The perils (costs) of automated bug finding
A few years ago I was responsible for running automated defect-finding tools (preFIX/preFAST) over a moderately-sized codebase. These tools modelled the code and brute-forced bugs, a lot like fuzzers do today.
The first runs were horrific. Literally thousands of niggly edge cases, each having almost no impact on the user. I tuned the tools to ignore many of these (as a purist, this hurt!) because I knew dropping 5000 defect reports in the database would stop the business for a few weeks to sort out- even just to triage.
I tuned and tuned and eventually got the tools to produce a serviceable number of defect reports that wouldn’t swamp the company.
The problem was - the nature of these defects found by the tools. A defect might read “after the user types ‘bananas’, then on the 41678th loop through this networking stack code, we access memory we don’t own”. These reports were 100% reproducible- they’d been simulated - but they were almost useless.

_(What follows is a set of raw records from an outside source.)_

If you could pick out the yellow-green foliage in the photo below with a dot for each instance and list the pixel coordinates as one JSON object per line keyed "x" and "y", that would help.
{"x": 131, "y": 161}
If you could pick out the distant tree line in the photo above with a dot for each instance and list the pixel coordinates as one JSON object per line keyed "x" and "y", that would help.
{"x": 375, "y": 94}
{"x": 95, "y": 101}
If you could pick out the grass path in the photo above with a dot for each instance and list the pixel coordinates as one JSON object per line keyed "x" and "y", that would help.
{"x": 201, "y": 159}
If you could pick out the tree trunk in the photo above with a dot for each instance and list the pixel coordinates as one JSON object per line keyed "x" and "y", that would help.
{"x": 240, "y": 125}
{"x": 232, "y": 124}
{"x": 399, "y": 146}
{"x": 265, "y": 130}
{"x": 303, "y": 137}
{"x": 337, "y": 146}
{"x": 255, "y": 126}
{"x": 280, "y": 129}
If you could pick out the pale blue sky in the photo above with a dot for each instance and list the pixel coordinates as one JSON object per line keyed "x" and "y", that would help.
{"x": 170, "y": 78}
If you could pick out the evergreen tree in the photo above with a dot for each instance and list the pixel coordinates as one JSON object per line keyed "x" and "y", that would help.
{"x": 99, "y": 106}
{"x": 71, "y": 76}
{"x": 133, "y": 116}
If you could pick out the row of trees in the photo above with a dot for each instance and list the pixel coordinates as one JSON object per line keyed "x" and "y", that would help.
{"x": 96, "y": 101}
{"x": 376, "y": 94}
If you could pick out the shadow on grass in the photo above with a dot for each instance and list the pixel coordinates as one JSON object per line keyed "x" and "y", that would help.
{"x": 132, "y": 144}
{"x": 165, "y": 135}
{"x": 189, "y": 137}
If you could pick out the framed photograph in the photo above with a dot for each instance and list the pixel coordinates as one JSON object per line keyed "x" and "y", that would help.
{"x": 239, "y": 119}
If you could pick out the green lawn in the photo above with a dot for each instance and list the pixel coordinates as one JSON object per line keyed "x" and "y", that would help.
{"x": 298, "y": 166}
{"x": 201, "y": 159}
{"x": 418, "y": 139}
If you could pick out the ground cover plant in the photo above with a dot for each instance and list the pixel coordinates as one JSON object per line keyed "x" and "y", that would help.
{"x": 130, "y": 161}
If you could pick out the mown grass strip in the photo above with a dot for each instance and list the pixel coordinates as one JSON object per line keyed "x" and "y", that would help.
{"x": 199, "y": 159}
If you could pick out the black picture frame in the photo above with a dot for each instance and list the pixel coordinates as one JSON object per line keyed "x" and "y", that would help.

First, they needed investigation just to understand and triage. Then, the developer would simply hands-down say that it couldn’t happen in the real world (way more than they normally do). After a long conversation where I convinced them that it COULD and indeed HAD happened, they would begin investigating these infernally complex and detailed situations. Often they’d have to dig through many levels of code they were unfamiliar with, meaning talking to other colleagues, so distracting a whole bunch of people; sometimes they would pull on a thread that would take them down a deep rabbit hole which showed up bugs in the underlying architecture, at which point we have system architects involved, aggressively defending their design.
The bottom line is that these bugs were the most expensive bugs to fix I’ve ever come across, for (usually) very little value to the company. Spending resource on them meant we were missing some big user-facing bugs, which was much more visible and consequently painful for everyone involved.

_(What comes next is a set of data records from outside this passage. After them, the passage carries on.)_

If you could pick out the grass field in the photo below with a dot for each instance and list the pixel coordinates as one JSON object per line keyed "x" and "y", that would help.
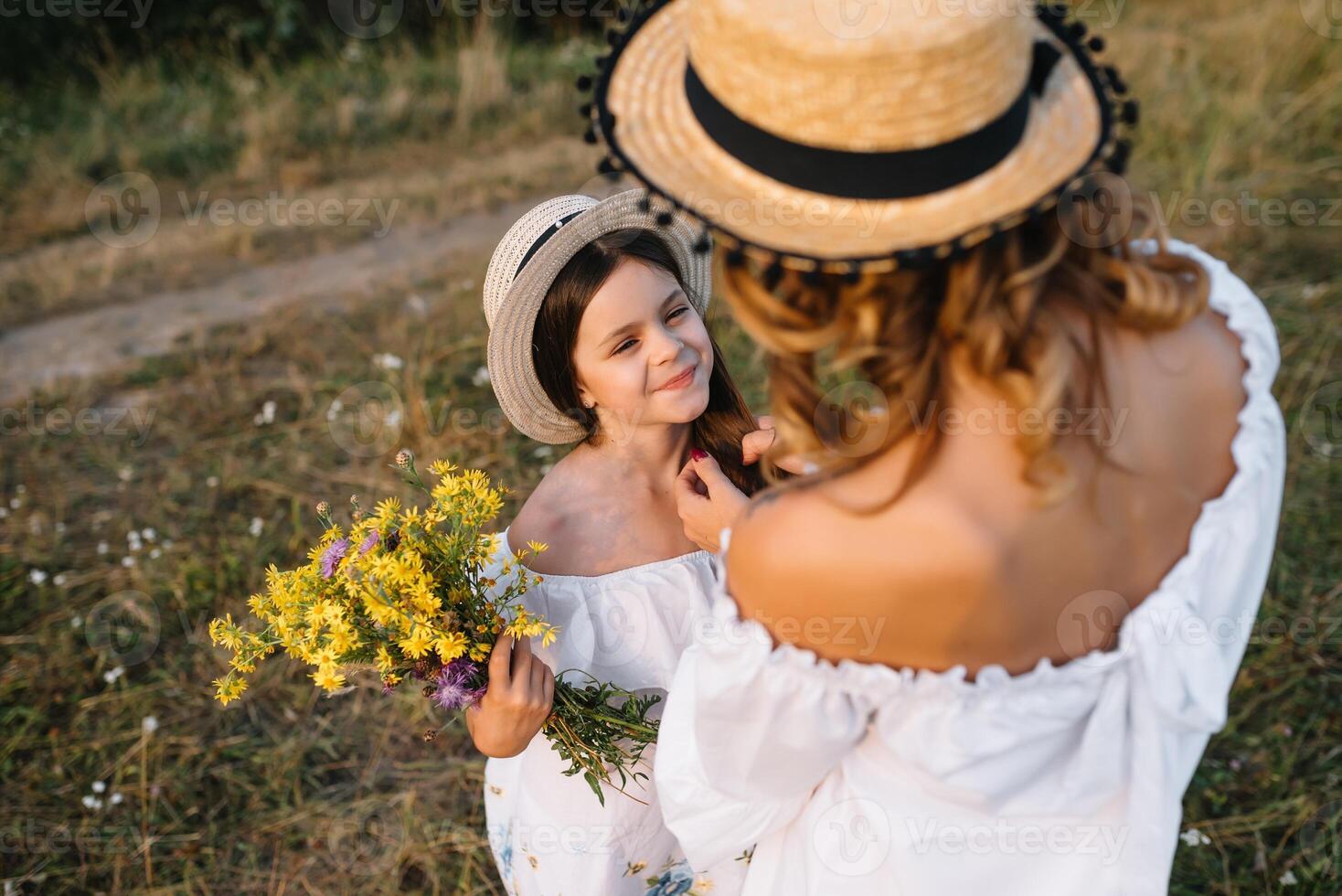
{"x": 120, "y": 774}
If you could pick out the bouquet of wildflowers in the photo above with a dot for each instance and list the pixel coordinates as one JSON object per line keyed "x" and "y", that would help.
{"x": 404, "y": 593}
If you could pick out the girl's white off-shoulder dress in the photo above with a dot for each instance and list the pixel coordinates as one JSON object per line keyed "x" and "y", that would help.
{"x": 549, "y": 833}
{"x": 860, "y": 778}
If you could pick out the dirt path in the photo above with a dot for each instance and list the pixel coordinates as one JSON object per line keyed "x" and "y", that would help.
{"x": 109, "y": 338}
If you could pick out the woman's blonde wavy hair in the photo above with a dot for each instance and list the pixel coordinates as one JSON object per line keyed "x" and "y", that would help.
{"x": 1000, "y": 301}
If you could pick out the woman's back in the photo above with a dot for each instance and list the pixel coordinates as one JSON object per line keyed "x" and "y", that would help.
{"x": 890, "y": 770}
{"x": 966, "y": 562}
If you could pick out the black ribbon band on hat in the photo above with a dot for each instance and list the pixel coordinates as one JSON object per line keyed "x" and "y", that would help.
{"x": 857, "y": 175}
{"x": 550, "y": 231}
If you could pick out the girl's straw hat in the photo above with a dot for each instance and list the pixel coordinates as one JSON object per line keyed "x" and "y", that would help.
{"x": 525, "y": 263}
{"x": 816, "y": 140}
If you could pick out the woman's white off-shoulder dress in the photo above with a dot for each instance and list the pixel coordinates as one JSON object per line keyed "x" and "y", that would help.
{"x": 859, "y": 778}
{"x": 549, "y": 833}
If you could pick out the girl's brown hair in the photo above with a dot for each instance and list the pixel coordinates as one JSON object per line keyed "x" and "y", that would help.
{"x": 1000, "y": 301}
{"x": 721, "y": 425}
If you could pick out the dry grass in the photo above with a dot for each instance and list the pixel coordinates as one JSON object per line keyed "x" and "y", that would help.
{"x": 290, "y": 793}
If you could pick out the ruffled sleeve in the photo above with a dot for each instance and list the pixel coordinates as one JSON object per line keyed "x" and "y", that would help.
{"x": 748, "y": 732}
{"x": 1188, "y": 644}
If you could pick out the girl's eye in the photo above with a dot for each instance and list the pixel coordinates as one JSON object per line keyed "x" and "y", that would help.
{"x": 674, "y": 315}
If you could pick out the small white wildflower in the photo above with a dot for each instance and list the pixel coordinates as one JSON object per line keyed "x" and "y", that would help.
{"x": 266, "y": 416}
{"x": 1195, "y": 837}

After a few months grappling with making these tools fit into our organisation profitably, I quietly stopped using them.
Nobody noticed.
I did some analysis of defect find and fix rates afterwards (just to make sure I hadn’t goofed!) and there was no noticeable difference between with and without the tools.
My conclusion was that this way of finding defects has a VERY limited application. When you can turn on a tap and find 1000 real, reproducible defects at will, you need to be extremely careful how you action those reports- and my honest feeling is that they’re probably best ignored.